Paul Morand first met Gabrielle Chanel through Misia Sert in 1921, as he describes in typically limpid style in his preface to this book. They were both stars of their generation: she, the undisputed queen of fashion; he, a young diplomat and the author of such acclaimed books as Tendres stocks (a collection of stories with its preface by Marcel Proust) and the novel, Hecate and Her Dogs. Cosmopolitan, refined, effortlessly accomplished, Morand reflected a certain idea of Third Republic France, one that would vanish forever with the disaster of the German occupation. “Everywhere I go, they are switching out the lights,” he once remarked to Michel Déon.

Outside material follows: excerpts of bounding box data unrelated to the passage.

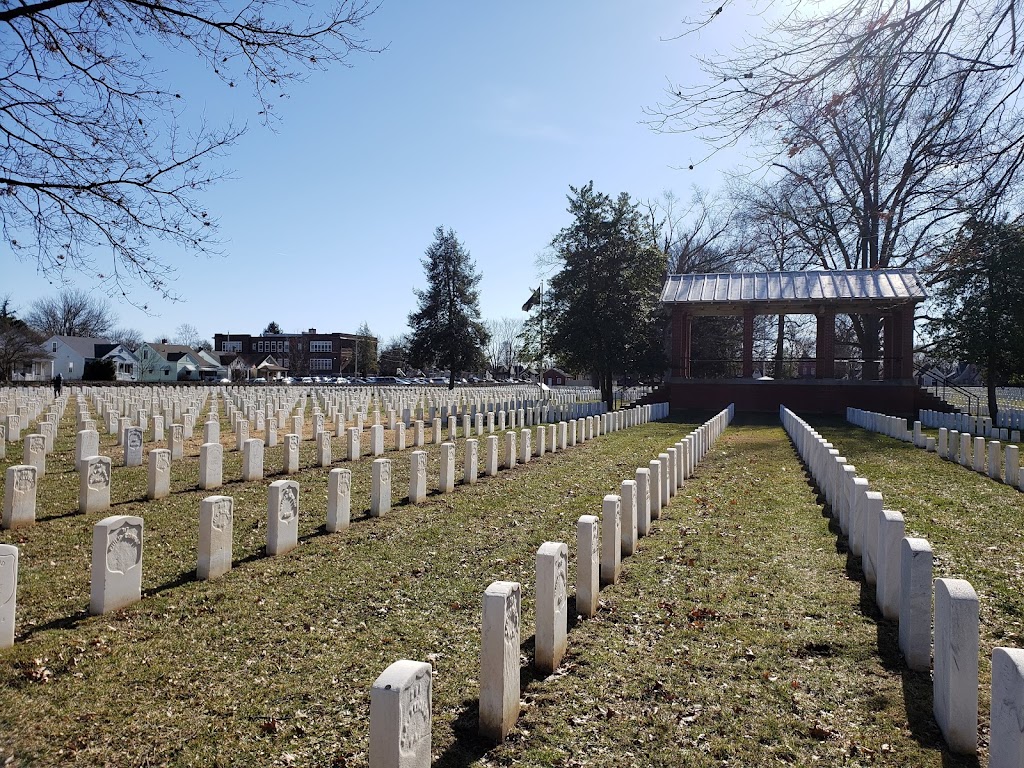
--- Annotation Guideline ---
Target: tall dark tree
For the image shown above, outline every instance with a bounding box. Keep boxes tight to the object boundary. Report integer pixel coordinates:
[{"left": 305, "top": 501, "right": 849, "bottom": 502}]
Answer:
[
  {"left": 409, "top": 226, "right": 488, "bottom": 389},
  {"left": 355, "top": 321, "right": 380, "bottom": 375},
  {"left": 654, "top": 0, "right": 1024, "bottom": 378},
  {"left": 929, "top": 218, "right": 1024, "bottom": 419},
  {"left": 25, "top": 289, "right": 117, "bottom": 339},
  {"left": 0, "top": 0, "right": 374, "bottom": 295},
  {"left": 545, "top": 181, "right": 668, "bottom": 408},
  {"left": 0, "top": 296, "right": 46, "bottom": 381}
]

Morand, who was an admirer of English traditions and literature, and who had many friends in England, had been working in the French embassy in London from 1939 to July 1940 as ‘chief of the blockade commission’. Influenced possibly by his Germanophile and anti-Semitic Roumanian-born wife Hélène, he made the fateful decision to return to France in July 1940 and to support the ‘wait and see’ government of Maréchal Pétain. In 1943 he was appointed Minister in Bucharest, and in 1944 ‘Plenipotentiary Minister’ in Berne. It was in Switzerland, along with many another political exiles, that he was obliged to take refuge after the war, and it was from his home in Vevey in 1946 or 1947, impoverished and vilified by much of the French literary establishment,12 that he was invited by Coco Chanel to visit her in St Moritz and offered the opportunity to write her memoirs. We do not know what Mademoiselle Chanel thought of her friend’s efforts, or indeed whether Chanel ever read his manuscript—it was put away in a drawer and only came to light again, after Chanel’s death, in 1975. L’Allure de Chanel was finally published in Paris in 1976, the same year that Paul Morand died, and, for the first time, readers were at last given some insight into the woman Chanel really was. Just occasionally in these selective, acid-tongued memoirs, the mask drops, and we glimpse the true face of the fragile, lonely creature who revolutionised the way women dress and who became one of the twentieth century’s great monstres sacrés.

In her biography of Paul Morand, published in 1994, Ginette Guitard-Auviste quotes from a letter Morand sent to her in response to a question she had asked about Chanel. “Chanel is France’s greatest figure,” he wrote from Vevey on 1st May 1964. “Despite her age, she sparkles; she is the only volcano in the Auvergne that is not extinct… the most brilliant, the most impetuous, the most brilliantly insufferable woman there ever was.”

EUAN CAMERON

11 Michel Déon Pages françaises (Gallimard 1999)

12 Morand’s candidature to the Académie Française was effectively vetoed by de Gaulle in 1958; he was finally elected and presumably ‘forgiven’ in 1968.